There are a lot of potential partners in the community—not just from the health sector, but from the environmental and transportation sectors, which can provide a big net to bring people together to think about a social movement.
I’m particularly interested in obesity, physical activity and health care access. Another interest for me is health equality. I’m new here, so I’m still trying to understand the community—its historical roots, what is going on today, who the leaders are, who the appropriate community partners are and what the appropriate interventions are. We have obvious racial, economic and geographic disparities in the county. I’ve been trying to spend a lot of time out of the office meeting people and understanding the county.
Other areas are also very pressing—storm water issues, air quality, etc.
Can you speak to health disparities with regard to cigarette smoking in Allegheny County?
According to a 2009 Allegheny County public health survey, 24 percent of male and 23 percent of female adults smoke. A large disparity exists between the rate of African American and White smokers. In the county, 35 percent of African American adults smoke and 22 percent of Whites smoke. There are dramatic disparities in education with regard to smoking. People with the lowest amount of education smoked at a much higher rate than those with college degrees. The same was true for economic disparities—lower-income populations had a much higher rate of smoking, despite taxes on tobacco products. Higher-income populations had a much lower rate of smoking. That says a lot.

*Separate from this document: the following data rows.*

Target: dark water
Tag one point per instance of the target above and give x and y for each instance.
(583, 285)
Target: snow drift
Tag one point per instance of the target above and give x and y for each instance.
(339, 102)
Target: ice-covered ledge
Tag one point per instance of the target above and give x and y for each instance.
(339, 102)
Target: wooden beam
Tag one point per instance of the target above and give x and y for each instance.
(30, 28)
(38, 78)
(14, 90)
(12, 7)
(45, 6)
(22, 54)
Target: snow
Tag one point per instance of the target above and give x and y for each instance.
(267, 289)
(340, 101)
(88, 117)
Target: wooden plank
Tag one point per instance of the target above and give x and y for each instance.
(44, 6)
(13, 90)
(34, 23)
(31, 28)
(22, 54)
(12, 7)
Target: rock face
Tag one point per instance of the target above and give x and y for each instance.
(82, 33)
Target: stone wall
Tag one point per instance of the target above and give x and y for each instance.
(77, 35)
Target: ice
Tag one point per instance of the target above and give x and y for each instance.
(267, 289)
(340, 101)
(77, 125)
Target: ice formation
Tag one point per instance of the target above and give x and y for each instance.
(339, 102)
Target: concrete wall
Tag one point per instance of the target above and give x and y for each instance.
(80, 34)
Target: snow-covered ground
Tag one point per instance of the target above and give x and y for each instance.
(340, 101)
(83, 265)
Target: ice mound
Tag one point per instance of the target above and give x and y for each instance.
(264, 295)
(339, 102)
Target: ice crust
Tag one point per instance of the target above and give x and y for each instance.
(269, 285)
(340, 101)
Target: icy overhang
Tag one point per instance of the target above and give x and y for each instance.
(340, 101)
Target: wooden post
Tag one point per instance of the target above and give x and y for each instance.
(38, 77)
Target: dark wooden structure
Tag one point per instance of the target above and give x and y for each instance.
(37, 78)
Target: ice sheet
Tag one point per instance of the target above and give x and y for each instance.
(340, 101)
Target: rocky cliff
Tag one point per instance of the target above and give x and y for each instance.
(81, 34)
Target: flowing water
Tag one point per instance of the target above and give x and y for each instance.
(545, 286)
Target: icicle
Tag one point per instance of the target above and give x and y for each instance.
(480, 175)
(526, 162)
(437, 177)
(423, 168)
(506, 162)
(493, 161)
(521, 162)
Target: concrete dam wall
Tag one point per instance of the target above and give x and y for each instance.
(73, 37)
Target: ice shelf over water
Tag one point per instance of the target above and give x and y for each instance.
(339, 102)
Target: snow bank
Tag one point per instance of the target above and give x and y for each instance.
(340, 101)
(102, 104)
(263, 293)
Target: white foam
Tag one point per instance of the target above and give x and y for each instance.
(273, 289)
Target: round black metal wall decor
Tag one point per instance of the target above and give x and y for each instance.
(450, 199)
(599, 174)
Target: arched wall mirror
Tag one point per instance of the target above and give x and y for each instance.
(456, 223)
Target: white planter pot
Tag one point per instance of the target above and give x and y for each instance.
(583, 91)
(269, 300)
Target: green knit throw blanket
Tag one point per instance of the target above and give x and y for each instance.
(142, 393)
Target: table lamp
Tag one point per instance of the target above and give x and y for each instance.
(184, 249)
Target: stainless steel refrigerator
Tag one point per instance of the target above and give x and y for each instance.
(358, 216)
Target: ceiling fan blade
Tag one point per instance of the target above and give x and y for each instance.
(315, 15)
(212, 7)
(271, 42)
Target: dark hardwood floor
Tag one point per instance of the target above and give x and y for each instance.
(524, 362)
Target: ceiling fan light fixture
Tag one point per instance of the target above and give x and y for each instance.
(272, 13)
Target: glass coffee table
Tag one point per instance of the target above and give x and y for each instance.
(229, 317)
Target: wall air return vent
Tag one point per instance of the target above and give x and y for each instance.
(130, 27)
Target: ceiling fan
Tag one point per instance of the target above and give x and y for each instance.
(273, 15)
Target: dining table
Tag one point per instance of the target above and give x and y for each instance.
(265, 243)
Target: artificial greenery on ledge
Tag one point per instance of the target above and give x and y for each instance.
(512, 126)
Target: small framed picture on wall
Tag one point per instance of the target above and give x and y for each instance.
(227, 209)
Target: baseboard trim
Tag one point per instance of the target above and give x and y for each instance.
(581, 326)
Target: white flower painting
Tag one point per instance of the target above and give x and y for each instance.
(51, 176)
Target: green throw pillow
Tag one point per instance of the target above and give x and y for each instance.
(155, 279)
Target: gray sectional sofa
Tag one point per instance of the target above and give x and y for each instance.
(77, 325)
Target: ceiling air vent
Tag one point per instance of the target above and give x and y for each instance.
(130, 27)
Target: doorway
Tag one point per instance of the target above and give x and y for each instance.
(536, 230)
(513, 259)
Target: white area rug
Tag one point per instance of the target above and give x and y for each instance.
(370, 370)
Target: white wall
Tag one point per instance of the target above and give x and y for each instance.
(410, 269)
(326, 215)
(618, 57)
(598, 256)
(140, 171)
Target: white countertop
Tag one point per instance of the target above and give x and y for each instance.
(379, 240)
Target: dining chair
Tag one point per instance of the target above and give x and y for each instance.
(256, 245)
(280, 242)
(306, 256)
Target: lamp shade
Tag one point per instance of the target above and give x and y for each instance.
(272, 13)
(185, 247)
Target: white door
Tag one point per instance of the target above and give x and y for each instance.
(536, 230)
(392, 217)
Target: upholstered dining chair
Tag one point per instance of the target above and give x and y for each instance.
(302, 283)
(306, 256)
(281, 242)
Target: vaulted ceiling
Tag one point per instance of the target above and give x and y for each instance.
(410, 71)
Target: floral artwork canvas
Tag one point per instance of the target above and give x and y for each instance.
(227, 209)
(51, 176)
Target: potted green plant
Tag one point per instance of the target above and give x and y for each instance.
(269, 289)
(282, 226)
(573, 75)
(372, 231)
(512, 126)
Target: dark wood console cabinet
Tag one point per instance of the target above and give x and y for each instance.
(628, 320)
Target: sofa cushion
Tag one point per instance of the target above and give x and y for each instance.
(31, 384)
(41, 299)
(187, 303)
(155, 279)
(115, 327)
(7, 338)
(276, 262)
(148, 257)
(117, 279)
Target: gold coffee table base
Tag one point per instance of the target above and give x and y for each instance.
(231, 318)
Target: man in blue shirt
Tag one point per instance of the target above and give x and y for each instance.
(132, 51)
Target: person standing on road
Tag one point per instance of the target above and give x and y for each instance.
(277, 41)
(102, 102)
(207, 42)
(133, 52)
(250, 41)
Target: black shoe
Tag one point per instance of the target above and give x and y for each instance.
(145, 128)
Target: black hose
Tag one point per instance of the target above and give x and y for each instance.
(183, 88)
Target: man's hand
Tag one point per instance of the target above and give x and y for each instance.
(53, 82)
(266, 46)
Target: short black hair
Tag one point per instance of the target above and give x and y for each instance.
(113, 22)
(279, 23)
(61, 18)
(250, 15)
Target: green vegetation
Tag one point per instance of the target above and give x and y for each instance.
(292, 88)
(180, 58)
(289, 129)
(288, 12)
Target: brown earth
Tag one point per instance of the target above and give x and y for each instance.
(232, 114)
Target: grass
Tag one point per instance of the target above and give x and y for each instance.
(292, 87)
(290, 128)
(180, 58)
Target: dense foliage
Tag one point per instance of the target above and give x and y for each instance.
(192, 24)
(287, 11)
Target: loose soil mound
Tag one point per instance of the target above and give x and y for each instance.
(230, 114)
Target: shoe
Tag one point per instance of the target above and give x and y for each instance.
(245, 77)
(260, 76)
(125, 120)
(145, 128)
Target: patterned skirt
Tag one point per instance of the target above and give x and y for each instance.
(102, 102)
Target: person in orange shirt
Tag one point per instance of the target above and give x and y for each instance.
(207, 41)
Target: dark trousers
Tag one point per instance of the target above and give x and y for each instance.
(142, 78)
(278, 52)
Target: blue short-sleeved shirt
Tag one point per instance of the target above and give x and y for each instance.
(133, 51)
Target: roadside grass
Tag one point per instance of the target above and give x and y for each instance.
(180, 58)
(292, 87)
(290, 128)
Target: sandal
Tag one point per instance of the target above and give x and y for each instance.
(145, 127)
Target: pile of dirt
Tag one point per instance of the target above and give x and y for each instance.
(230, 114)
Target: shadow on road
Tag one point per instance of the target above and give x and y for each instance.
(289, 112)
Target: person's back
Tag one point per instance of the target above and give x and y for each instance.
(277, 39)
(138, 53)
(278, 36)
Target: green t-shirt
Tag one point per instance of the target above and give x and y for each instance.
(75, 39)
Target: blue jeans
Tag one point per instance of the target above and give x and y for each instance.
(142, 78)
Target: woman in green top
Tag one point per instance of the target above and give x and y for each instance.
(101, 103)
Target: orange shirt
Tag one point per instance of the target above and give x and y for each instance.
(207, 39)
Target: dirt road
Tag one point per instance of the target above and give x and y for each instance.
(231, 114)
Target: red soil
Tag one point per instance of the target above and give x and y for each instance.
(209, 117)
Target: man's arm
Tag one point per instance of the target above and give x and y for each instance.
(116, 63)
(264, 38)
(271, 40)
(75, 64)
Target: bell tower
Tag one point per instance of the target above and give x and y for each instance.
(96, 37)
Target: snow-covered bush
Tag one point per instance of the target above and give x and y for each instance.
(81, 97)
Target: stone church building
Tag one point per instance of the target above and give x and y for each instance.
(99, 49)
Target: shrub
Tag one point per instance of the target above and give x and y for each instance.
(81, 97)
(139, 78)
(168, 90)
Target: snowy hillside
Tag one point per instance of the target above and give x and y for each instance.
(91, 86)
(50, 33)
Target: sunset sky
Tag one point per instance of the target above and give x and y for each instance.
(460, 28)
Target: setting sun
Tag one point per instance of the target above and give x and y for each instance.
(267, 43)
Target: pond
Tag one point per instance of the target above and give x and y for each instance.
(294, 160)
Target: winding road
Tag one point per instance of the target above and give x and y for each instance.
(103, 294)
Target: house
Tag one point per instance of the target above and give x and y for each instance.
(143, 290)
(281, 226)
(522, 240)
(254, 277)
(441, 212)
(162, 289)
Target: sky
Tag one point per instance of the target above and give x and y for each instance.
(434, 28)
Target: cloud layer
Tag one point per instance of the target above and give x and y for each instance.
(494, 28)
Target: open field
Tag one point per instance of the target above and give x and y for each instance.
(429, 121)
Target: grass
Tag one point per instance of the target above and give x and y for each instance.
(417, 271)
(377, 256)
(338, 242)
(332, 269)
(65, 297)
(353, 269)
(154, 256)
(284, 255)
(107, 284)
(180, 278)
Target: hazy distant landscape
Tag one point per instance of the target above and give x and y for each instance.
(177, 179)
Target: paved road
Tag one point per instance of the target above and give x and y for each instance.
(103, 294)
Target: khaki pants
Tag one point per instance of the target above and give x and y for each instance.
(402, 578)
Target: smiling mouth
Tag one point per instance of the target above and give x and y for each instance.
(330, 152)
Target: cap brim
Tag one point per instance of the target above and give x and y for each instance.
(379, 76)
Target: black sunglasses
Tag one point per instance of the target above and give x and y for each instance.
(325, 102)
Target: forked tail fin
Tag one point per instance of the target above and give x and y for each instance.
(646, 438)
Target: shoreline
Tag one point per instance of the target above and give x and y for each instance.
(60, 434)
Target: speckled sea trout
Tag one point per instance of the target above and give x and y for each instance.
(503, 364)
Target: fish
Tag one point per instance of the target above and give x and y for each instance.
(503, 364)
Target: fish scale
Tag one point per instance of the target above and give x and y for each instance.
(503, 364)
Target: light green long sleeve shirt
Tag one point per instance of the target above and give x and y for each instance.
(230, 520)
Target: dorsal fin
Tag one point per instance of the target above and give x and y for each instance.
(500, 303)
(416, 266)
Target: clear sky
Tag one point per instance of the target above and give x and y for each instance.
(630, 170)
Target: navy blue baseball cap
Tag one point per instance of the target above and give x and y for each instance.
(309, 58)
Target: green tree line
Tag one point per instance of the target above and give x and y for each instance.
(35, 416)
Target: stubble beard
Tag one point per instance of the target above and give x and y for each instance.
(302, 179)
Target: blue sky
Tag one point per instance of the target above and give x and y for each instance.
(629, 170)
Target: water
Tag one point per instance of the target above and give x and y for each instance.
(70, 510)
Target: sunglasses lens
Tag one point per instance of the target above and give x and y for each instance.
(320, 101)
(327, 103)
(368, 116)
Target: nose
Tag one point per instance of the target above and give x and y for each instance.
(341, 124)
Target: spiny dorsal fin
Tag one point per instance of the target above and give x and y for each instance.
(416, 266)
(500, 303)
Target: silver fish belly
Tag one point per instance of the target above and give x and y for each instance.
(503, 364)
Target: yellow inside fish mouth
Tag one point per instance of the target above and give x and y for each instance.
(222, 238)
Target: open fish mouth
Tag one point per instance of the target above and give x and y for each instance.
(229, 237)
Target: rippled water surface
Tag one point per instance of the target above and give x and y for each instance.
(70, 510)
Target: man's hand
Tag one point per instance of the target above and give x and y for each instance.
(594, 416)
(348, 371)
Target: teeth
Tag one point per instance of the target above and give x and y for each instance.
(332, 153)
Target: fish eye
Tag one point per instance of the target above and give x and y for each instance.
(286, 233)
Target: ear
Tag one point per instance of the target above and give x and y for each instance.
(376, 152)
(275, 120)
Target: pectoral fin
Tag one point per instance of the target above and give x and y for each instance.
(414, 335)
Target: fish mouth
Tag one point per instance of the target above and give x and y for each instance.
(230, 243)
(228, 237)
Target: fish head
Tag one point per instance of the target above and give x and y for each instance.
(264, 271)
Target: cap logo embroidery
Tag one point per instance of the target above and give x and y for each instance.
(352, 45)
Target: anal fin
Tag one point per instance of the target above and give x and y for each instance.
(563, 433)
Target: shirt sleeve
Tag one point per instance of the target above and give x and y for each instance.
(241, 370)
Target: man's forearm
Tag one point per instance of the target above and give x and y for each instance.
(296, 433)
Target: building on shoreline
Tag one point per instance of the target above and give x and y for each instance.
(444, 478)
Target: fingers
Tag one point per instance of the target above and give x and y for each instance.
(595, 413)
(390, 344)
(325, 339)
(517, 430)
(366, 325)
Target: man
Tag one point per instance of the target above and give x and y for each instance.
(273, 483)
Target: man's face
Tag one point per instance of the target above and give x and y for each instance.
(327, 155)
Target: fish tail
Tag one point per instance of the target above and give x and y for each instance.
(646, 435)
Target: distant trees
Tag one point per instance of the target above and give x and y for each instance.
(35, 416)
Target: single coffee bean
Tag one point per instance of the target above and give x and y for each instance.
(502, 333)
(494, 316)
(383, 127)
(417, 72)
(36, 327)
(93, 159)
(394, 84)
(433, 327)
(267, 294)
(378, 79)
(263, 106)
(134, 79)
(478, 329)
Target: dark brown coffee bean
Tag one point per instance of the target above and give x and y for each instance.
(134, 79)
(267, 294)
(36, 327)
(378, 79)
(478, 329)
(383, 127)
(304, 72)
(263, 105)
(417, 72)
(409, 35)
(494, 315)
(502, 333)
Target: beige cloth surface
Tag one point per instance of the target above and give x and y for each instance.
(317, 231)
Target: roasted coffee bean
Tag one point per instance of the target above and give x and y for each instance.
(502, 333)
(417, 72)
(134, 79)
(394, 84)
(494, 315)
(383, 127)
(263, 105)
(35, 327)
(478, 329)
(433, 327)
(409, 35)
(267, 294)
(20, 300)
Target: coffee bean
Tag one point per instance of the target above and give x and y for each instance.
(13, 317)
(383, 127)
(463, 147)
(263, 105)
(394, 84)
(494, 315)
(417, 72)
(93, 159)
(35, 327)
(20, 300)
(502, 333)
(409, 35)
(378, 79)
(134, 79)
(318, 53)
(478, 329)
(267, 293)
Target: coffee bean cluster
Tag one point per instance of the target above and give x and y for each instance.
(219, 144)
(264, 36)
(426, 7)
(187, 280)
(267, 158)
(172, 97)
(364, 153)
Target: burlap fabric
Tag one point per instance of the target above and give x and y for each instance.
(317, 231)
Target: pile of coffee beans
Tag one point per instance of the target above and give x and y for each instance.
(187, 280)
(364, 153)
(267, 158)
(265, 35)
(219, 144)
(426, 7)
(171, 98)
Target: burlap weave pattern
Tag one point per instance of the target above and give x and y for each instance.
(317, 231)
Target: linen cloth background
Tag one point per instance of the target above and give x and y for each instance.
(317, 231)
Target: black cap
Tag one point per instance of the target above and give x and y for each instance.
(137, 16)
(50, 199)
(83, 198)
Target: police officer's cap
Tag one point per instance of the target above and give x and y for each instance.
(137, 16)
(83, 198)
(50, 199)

One challenge now is how to get to people who smoke despite public health efforts. I don’t know enough yet about access to cessation programs through health insurance programs here, but I do think we need targeted interventions. With cigarettes, we need to create an environment where smoking isn’t accepted. But we also need to be able to offer help to people who want to quit. We need to offer opportunities that don’t cost much and that are easy to access.
We have had success in reducing the number of smokers at a broad level, but we need ways to target the specific groups of people who are still smoking. We can’t take our foot off the gas just yet!